Ask HN: Home network for 1G fiber internet - heuermh
They will be installing fiber to my home in a few weeks.  Should I just connect the fiber router to a wireless router and be done with it, or is this an opportunity to be more clever?
======
Albright
Assuming you really do get a 1 gigabit connection, your wireless router will
be a major bottleneck. See the table on Wikipedia's article on IEEE 802.11
(commonly known as wi-fi):
[https://en.wikipedia.org/wiki/IEEE_802.11#Protocol](https://en.wikipedia.org/wiki/IEEE_802.11#Protocol)

The column labeled "Stream data rate" is the theoretical top speed of each
connection type (in reality you will never achieve these speeds in a standard
home installation where you have signal that's passing through and bouncing
off things). You'll see that there's some protocols which approach or go over
1000 megabits (1 gigabit) per second, but those protocols are not yet widely
supported by available hardware, and may never be.

If you want to truly take advantage of your connection's speed, you'll want to
use a wired connection which uses Gigabit Ethernet or 10 Gigabit Ethernet
hardware from end to end, as well as Category 6 or Category 7 Ethernet
cabling, respectively (though your precise needs may vary depending on the
hardware you get - do some research before buying).

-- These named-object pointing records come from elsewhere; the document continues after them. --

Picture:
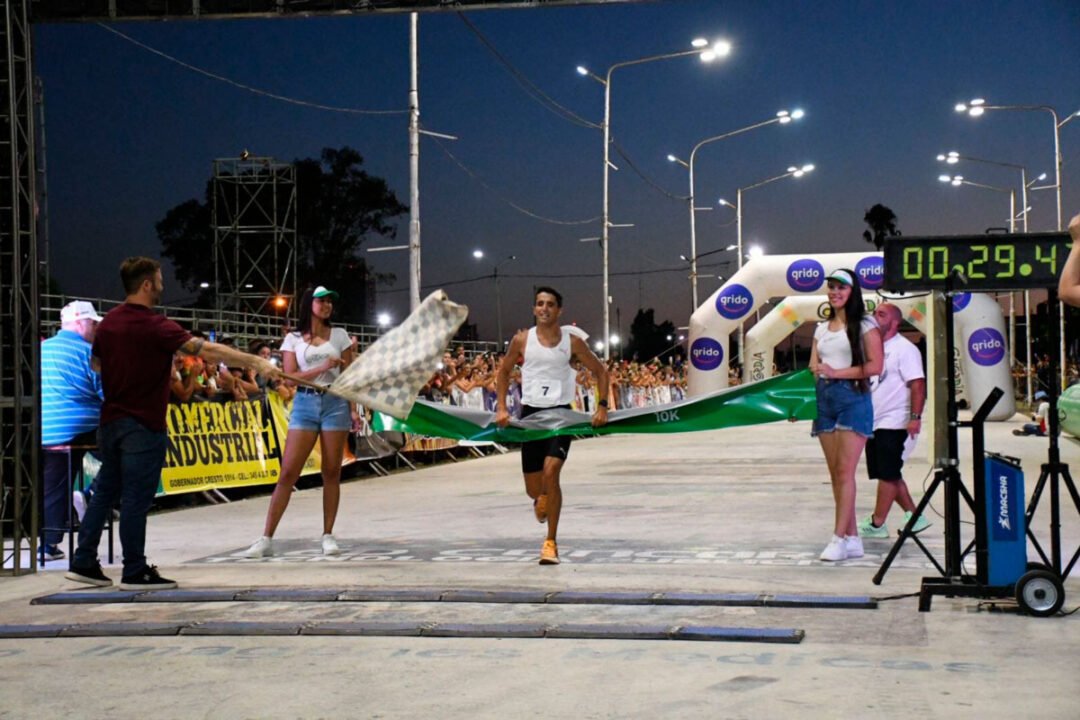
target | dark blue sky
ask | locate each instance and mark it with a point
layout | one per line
(131, 135)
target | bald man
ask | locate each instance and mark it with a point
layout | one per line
(899, 395)
(1068, 286)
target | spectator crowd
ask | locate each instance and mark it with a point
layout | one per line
(469, 382)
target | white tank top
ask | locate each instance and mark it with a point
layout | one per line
(547, 377)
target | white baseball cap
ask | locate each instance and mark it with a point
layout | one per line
(79, 310)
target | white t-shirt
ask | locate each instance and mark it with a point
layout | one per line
(309, 356)
(833, 347)
(547, 377)
(891, 396)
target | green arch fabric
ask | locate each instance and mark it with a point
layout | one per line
(784, 397)
(1068, 410)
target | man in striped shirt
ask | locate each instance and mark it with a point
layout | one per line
(70, 409)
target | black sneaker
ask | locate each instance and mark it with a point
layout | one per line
(91, 575)
(148, 580)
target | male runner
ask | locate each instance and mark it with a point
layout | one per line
(548, 381)
(1068, 287)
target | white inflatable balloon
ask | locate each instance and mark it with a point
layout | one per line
(800, 279)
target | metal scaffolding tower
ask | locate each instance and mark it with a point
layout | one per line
(19, 420)
(254, 218)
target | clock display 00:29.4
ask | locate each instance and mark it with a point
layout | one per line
(987, 262)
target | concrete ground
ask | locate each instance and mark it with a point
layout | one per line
(734, 511)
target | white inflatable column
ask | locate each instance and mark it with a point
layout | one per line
(980, 329)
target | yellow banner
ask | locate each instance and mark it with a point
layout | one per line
(220, 445)
(229, 445)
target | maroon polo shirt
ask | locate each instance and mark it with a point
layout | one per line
(135, 345)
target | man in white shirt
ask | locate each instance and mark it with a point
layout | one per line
(548, 381)
(1038, 424)
(899, 395)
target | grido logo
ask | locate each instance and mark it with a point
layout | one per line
(734, 301)
(706, 354)
(986, 347)
(871, 272)
(805, 275)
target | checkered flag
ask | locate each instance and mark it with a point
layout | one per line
(388, 376)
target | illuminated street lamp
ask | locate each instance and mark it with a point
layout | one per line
(795, 172)
(781, 118)
(707, 52)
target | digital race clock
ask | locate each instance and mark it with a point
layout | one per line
(987, 262)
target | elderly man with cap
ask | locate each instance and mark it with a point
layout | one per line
(70, 410)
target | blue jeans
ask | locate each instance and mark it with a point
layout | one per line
(132, 457)
(841, 406)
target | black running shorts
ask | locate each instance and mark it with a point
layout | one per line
(885, 454)
(535, 451)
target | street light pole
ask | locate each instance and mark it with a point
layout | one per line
(414, 161)
(958, 180)
(498, 294)
(718, 49)
(792, 172)
(782, 118)
(953, 158)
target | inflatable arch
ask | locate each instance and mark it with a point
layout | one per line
(979, 323)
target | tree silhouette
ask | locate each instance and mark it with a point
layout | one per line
(648, 339)
(882, 223)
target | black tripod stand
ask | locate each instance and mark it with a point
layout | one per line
(1053, 470)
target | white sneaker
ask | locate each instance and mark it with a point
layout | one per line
(853, 546)
(79, 500)
(261, 547)
(329, 545)
(836, 551)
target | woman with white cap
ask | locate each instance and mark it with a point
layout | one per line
(316, 352)
(847, 351)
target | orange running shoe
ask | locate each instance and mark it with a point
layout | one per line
(549, 554)
(540, 507)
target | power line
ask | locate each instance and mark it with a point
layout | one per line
(561, 275)
(545, 100)
(622, 153)
(256, 91)
(507, 200)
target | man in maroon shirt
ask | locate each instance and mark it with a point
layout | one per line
(134, 347)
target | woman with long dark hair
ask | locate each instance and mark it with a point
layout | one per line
(847, 351)
(316, 352)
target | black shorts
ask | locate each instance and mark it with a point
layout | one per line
(885, 454)
(535, 451)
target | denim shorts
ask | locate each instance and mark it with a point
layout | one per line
(315, 411)
(840, 406)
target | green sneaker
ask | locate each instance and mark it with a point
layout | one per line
(866, 528)
(920, 525)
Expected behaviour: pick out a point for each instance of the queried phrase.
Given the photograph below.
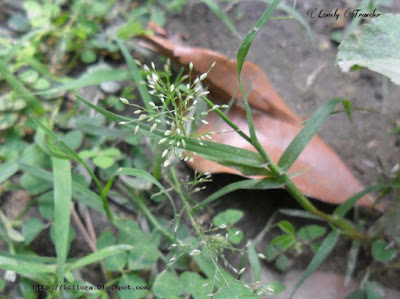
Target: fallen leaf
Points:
(319, 171)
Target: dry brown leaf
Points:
(321, 173)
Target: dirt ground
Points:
(284, 51)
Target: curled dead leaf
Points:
(318, 172)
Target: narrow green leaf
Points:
(254, 262)
(23, 267)
(287, 227)
(98, 256)
(241, 57)
(326, 247)
(135, 74)
(144, 175)
(217, 10)
(69, 152)
(346, 206)
(301, 140)
(80, 192)
(8, 169)
(260, 184)
(209, 150)
(352, 261)
(62, 211)
(90, 79)
(244, 48)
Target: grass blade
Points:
(217, 10)
(98, 256)
(219, 153)
(20, 266)
(241, 57)
(326, 247)
(67, 150)
(79, 192)
(21, 90)
(89, 79)
(62, 211)
(144, 175)
(8, 169)
(301, 140)
(261, 184)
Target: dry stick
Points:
(89, 224)
(290, 186)
(83, 230)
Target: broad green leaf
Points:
(195, 285)
(7, 170)
(270, 253)
(62, 211)
(115, 262)
(301, 140)
(23, 267)
(284, 242)
(93, 77)
(381, 253)
(326, 247)
(273, 288)
(31, 229)
(230, 216)
(235, 236)
(260, 184)
(103, 161)
(137, 284)
(98, 256)
(283, 263)
(375, 46)
(167, 284)
(20, 89)
(311, 232)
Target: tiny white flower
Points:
(123, 100)
(164, 153)
(194, 252)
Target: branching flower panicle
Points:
(175, 109)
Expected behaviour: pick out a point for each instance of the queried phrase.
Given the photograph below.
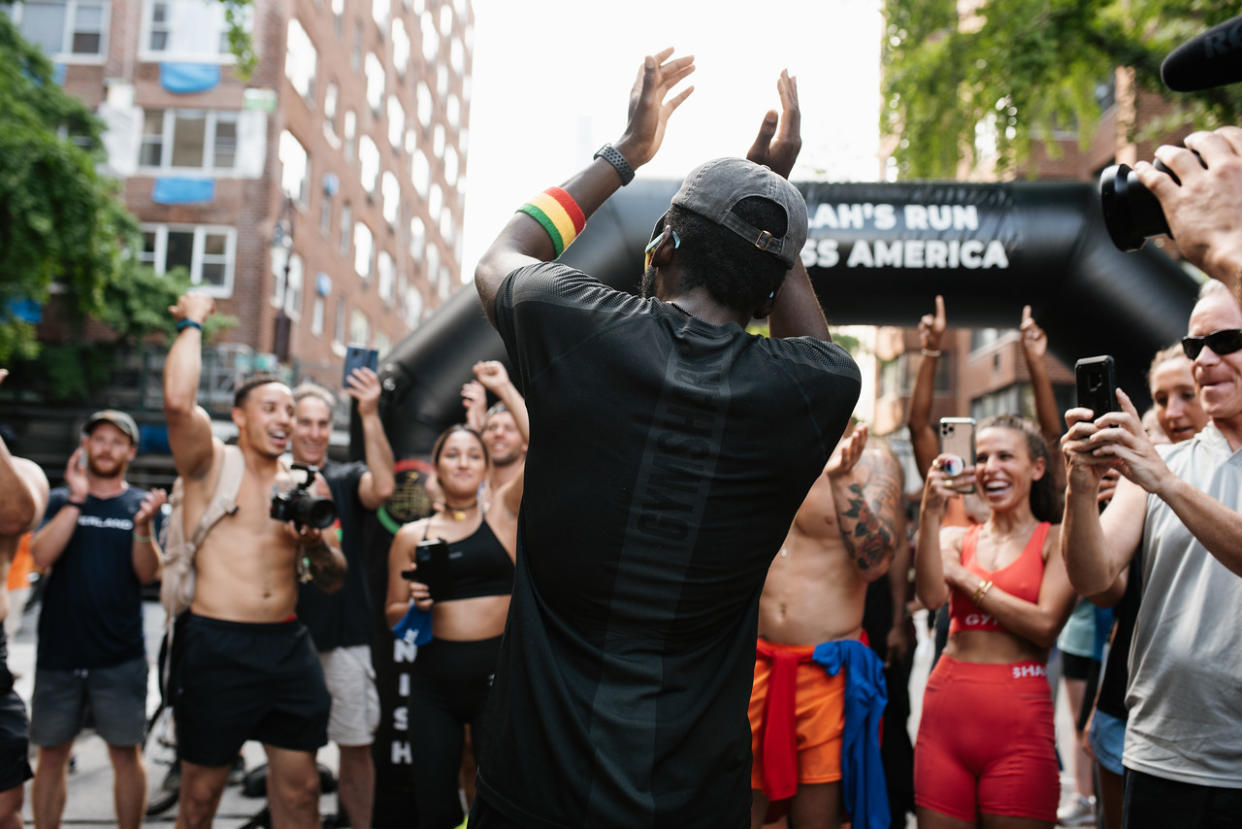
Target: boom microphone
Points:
(1207, 60)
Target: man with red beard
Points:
(25, 495)
(242, 666)
(96, 537)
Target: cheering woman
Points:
(985, 748)
(468, 602)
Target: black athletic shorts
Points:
(235, 681)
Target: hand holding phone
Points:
(1096, 379)
(958, 439)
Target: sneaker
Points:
(1079, 812)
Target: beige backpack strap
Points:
(224, 500)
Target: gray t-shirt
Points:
(1185, 692)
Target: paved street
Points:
(90, 788)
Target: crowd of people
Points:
(648, 573)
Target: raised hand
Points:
(491, 374)
(932, 327)
(1033, 339)
(780, 137)
(363, 384)
(650, 105)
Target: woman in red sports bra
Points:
(985, 752)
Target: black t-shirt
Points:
(92, 614)
(667, 459)
(343, 618)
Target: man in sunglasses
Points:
(1180, 510)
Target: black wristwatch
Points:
(614, 157)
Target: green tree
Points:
(62, 225)
(1020, 68)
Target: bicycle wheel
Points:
(159, 756)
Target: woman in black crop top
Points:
(453, 671)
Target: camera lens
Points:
(1132, 213)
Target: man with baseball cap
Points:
(97, 538)
(668, 453)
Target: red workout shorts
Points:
(986, 742)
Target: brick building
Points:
(322, 199)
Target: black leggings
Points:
(448, 690)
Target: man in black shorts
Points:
(670, 450)
(242, 666)
(25, 497)
(97, 542)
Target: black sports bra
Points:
(480, 566)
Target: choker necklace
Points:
(681, 308)
(460, 512)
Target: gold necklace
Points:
(460, 512)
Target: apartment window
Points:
(350, 133)
(386, 276)
(391, 193)
(412, 307)
(424, 103)
(400, 46)
(420, 174)
(294, 169)
(396, 123)
(190, 139)
(430, 37)
(317, 317)
(326, 215)
(329, 113)
(347, 228)
(205, 251)
(65, 29)
(189, 29)
(368, 163)
(417, 239)
(301, 61)
(338, 329)
(359, 328)
(374, 82)
(363, 241)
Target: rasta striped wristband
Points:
(559, 215)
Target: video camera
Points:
(301, 506)
(1132, 213)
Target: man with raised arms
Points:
(244, 668)
(25, 497)
(842, 538)
(668, 453)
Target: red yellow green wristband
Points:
(558, 214)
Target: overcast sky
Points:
(552, 80)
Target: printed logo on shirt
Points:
(106, 523)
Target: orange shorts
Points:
(820, 712)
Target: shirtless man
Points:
(842, 538)
(244, 668)
(25, 497)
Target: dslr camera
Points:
(301, 506)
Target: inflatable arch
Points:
(877, 254)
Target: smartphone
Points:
(1096, 378)
(431, 557)
(359, 357)
(958, 438)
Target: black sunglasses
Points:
(1221, 342)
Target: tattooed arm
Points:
(867, 495)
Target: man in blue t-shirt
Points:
(97, 540)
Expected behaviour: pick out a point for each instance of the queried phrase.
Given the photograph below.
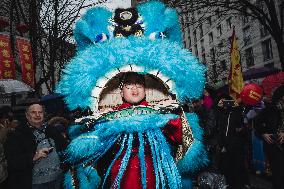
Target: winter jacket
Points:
(20, 148)
(268, 120)
(3, 165)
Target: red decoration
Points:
(270, 83)
(26, 61)
(4, 22)
(22, 27)
(251, 94)
(7, 65)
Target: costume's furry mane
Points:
(101, 56)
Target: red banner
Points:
(26, 61)
(7, 65)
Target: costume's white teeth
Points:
(112, 74)
(96, 92)
(127, 68)
(137, 68)
(101, 82)
(165, 79)
(154, 72)
(95, 104)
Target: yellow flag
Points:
(235, 79)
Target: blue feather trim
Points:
(196, 156)
(82, 73)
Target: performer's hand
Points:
(42, 153)
(267, 138)
(281, 137)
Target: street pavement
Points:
(259, 182)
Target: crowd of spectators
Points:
(31, 151)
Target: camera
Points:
(228, 103)
(50, 149)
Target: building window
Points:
(263, 31)
(203, 58)
(201, 31)
(194, 36)
(209, 21)
(267, 50)
(212, 54)
(219, 29)
(210, 37)
(202, 45)
(245, 19)
(247, 37)
(217, 12)
(249, 57)
(196, 51)
(229, 23)
(224, 65)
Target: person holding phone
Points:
(231, 141)
(32, 153)
(269, 126)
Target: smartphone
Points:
(50, 149)
(228, 103)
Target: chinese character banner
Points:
(7, 65)
(26, 61)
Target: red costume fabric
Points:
(132, 176)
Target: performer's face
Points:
(133, 93)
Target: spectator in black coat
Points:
(231, 141)
(270, 127)
(32, 152)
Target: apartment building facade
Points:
(209, 40)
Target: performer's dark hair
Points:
(132, 78)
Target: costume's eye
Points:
(119, 35)
(138, 33)
(125, 15)
(127, 28)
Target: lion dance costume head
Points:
(146, 40)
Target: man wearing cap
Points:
(32, 153)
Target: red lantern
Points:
(251, 94)
(22, 27)
(4, 22)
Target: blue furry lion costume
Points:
(149, 44)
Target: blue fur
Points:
(74, 131)
(154, 158)
(84, 148)
(137, 123)
(173, 61)
(88, 178)
(68, 182)
(155, 12)
(124, 162)
(115, 158)
(92, 23)
(142, 160)
(196, 156)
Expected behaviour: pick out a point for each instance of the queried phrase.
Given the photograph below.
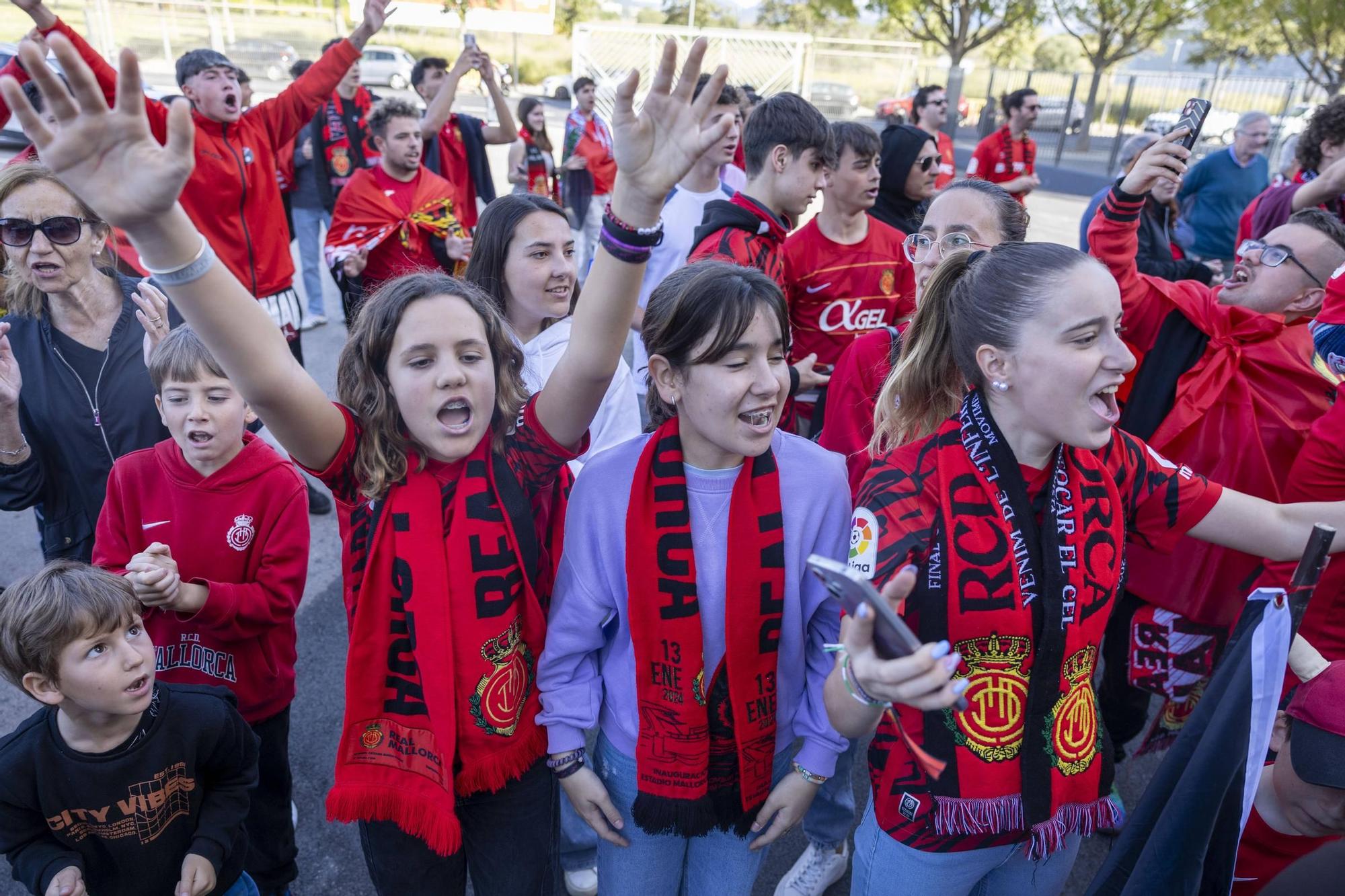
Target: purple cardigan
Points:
(587, 673)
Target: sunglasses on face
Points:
(1276, 256)
(918, 247)
(61, 231)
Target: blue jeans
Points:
(832, 814)
(309, 224)
(880, 860)
(664, 864)
(243, 887)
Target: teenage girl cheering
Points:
(434, 455)
(1016, 510)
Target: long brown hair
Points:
(21, 296)
(973, 299)
(362, 374)
(926, 368)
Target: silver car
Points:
(387, 65)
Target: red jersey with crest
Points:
(839, 292)
(243, 532)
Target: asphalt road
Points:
(330, 858)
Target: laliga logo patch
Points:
(240, 536)
(864, 542)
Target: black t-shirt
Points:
(128, 817)
(85, 361)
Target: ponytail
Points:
(926, 386)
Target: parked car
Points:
(898, 110)
(1052, 115)
(262, 58)
(387, 65)
(1219, 124)
(835, 100)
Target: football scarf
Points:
(1030, 151)
(539, 179)
(705, 749)
(1028, 751)
(440, 698)
(344, 159)
(365, 216)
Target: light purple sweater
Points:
(587, 673)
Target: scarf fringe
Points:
(430, 821)
(1001, 814)
(502, 766)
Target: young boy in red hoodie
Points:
(212, 530)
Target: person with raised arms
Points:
(431, 452)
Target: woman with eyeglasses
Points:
(75, 391)
(969, 214)
(910, 167)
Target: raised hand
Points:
(153, 314)
(1165, 161)
(106, 157)
(656, 149)
(11, 378)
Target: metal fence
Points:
(1129, 104)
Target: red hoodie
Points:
(1241, 415)
(233, 196)
(743, 232)
(243, 533)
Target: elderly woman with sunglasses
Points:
(910, 169)
(75, 391)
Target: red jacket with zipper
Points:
(233, 196)
(1241, 416)
(243, 533)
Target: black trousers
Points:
(1125, 708)
(271, 830)
(509, 845)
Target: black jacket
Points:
(77, 434)
(1155, 256)
(128, 817)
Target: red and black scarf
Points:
(705, 749)
(440, 697)
(344, 158)
(540, 181)
(1020, 602)
(1030, 151)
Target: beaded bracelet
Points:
(562, 774)
(566, 759)
(809, 776)
(853, 686)
(641, 232)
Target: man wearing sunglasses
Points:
(930, 114)
(1226, 385)
(1009, 155)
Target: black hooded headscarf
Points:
(902, 147)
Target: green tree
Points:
(1058, 53)
(1112, 32)
(958, 26)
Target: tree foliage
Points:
(958, 26)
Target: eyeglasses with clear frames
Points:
(918, 245)
(1274, 256)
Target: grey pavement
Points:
(330, 858)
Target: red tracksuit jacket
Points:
(233, 196)
(244, 534)
(1241, 416)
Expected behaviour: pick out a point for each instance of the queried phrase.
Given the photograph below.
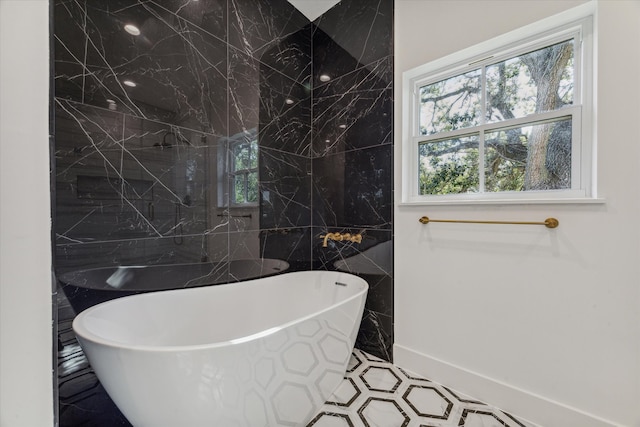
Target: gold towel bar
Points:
(549, 222)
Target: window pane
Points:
(449, 166)
(450, 104)
(253, 155)
(252, 187)
(531, 83)
(240, 156)
(536, 157)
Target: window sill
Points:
(478, 202)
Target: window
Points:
(506, 120)
(243, 171)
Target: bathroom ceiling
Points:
(313, 8)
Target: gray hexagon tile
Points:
(375, 393)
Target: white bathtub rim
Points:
(81, 331)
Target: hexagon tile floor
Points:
(376, 393)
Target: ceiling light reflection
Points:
(132, 29)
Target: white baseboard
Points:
(521, 403)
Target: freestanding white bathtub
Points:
(265, 352)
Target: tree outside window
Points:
(490, 149)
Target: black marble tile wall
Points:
(353, 154)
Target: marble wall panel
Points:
(179, 71)
(285, 189)
(355, 110)
(266, 101)
(273, 32)
(288, 244)
(144, 251)
(354, 188)
(124, 177)
(210, 15)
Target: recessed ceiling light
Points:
(132, 29)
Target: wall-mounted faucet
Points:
(355, 238)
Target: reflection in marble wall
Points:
(142, 169)
(352, 154)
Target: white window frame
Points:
(577, 22)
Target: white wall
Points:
(544, 323)
(26, 389)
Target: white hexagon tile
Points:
(376, 393)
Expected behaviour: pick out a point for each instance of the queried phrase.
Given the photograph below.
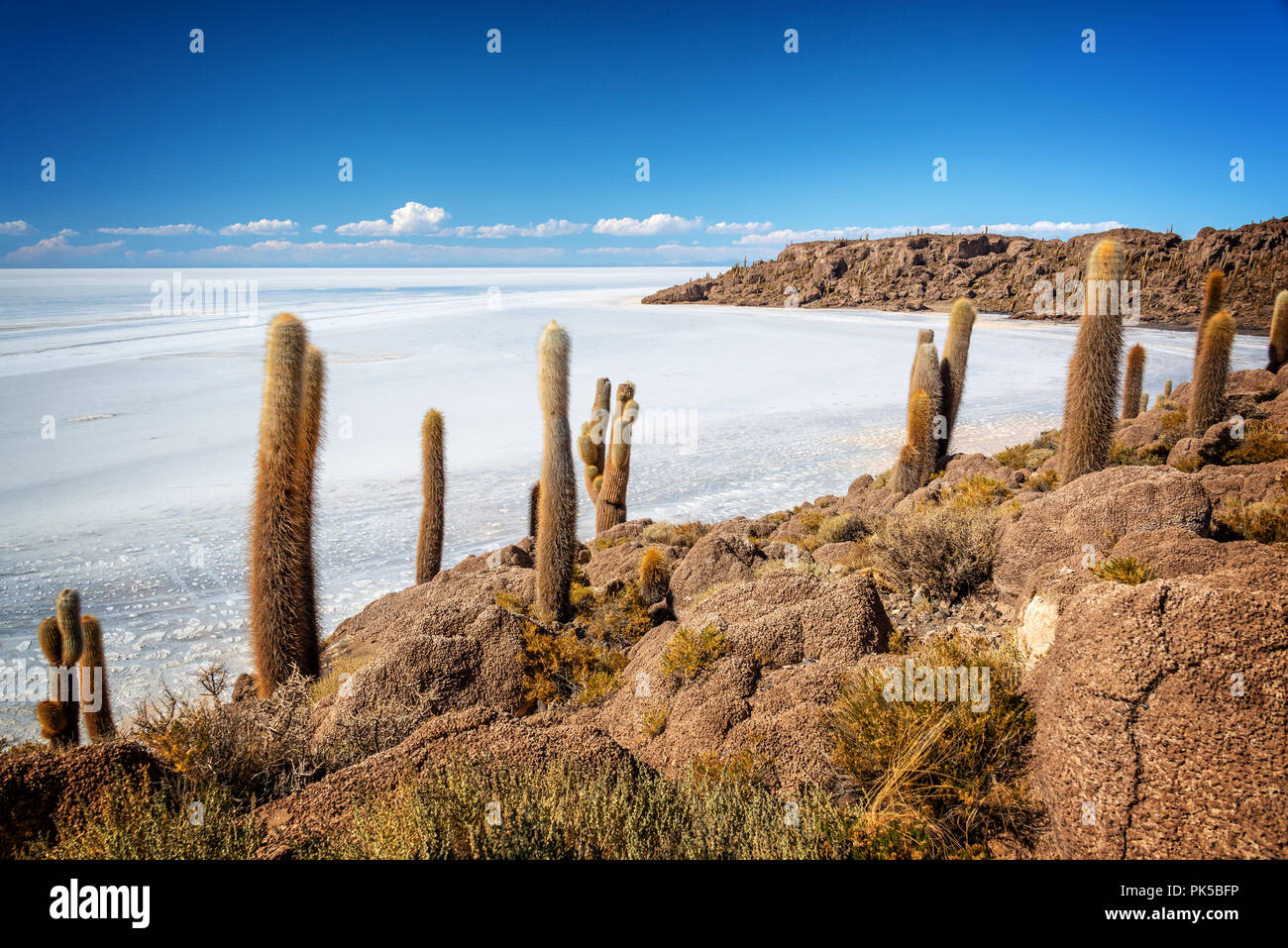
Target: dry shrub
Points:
(947, 771)
(948, 552)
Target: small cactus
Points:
(95, 706)
(557, 517)
(274, 543)
(429, 548)
(1133, 381)
(1214, 290)
(655, 576)
(1091, 390)
(1207, 399)
(952, 369)
(1279, 333)
(610, 505)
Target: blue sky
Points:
(460, 158)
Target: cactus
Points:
(429, 548)
(917, 456)
(557, 515)
(655, 576)
(952, 369)
(98, 723)
(610, 505)
(1091, 390)
(1214, 290)
(1279, 333)
(1133, 381)
(593, 438)
(1207, 399)
(274, 543)
(305, 464)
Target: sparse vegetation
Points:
(688, 653)
(1125, 570)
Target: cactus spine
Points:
(917, 456)
(274, 544)
(1207, 401)
(610, 505)
(1214, 290)
(557, 514)
(313, 384)
(1133, 381)
(1279, 333)
(952, 369)
(592, 443)
(429, 548)
(94, 699)
(1091, 391)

[https://en.wikipedia.org/wiki/Gigabit_Ethernet](https://en.wikipedia.org/wiki/Gigabit_Ethernet)
[https://en.wikipedia.org/wiki/10_Gigabit_Ethernet](https://en.wikipedia.org/wiki/10_Gigabit_Ethernet)

------
ju-st
Test it first with wireless. Then check with a temporary Ethernet cable if the
subjective speed difference matters.

If yes, then you have to get a Cat5 cable to your computer or move your
computer to the router :D

------
yo-code-sucks
On my Apple Airport Extreme with 2 additional Airport Expresses and Cat6e from
modem to main Airport unit, on Wifi I'm getting about 820Mbps. So wifi, with
the right equipment is fine. At first I was skeptical that Apple's wifi
hardware was any good, but after just 3 weeks I'm sold.